And inasmuch as these persons differ greatly one from another, it would not be correct that they should not be comprised in that species under which so many others are confined: Wherefore, since the Canon makes explicit mention of certain women, but does not in so many words speak of witches; therefore they are entirely wrong who understand the Canon only to speak of imaginary voyages and goings to and fro in the body and who wish to reduce every kind of superstition to this illusion: for as those women are transported in their imagination, so are witches actually and bodily transported. And he who wishes to argue from this Canon that the effects of witchcraft, the infliction of disease or any sickness, are purely imaginary, utterly mistakes the tenor of the Canon, and errs most grossly.
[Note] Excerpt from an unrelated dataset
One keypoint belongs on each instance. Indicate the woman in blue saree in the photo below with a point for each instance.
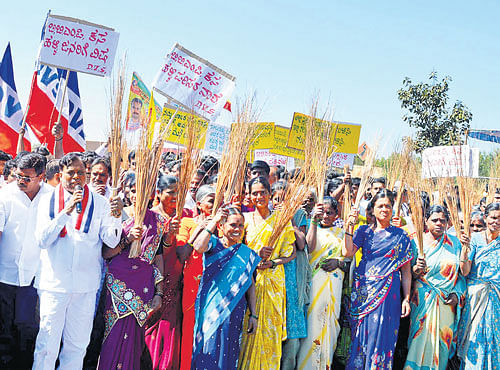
(479, 331)
(226, 289)
(438, 295)
(375, 299)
Further, it is to be observed that those who, whilst they allow the two extremes, that is to say, some operation of the devil and the effect, a sensible disease, to be actual and real, at the same time deny that any instrument is the means thereof; that is to say, they deny that any witch could have participated in such a cause and effect, these, I say, err most gravely: for, in philosophy, the mean must always partake of the nature of the two extremes.

Moreover, it is useless to argue that any result of witchcraft may be a phantasy and unreal, because such a phantasy cannot be procured without resort to the power of the devil, and it is necessary that there should be made a contract with the devil, by which contract the witch truly and actually binds herself to be the servant of the devil and devotes herself to the devil, and this is not done in any dream or under any illusion, but she herself bodily and truly co-operates with, and conjoins herself to, the devil. For this indeed is the end of all witchcraft; whether it be the casting of spells by a look or by a formula of words or by some other charm, it is all of the devil, as will be made clear in the following question.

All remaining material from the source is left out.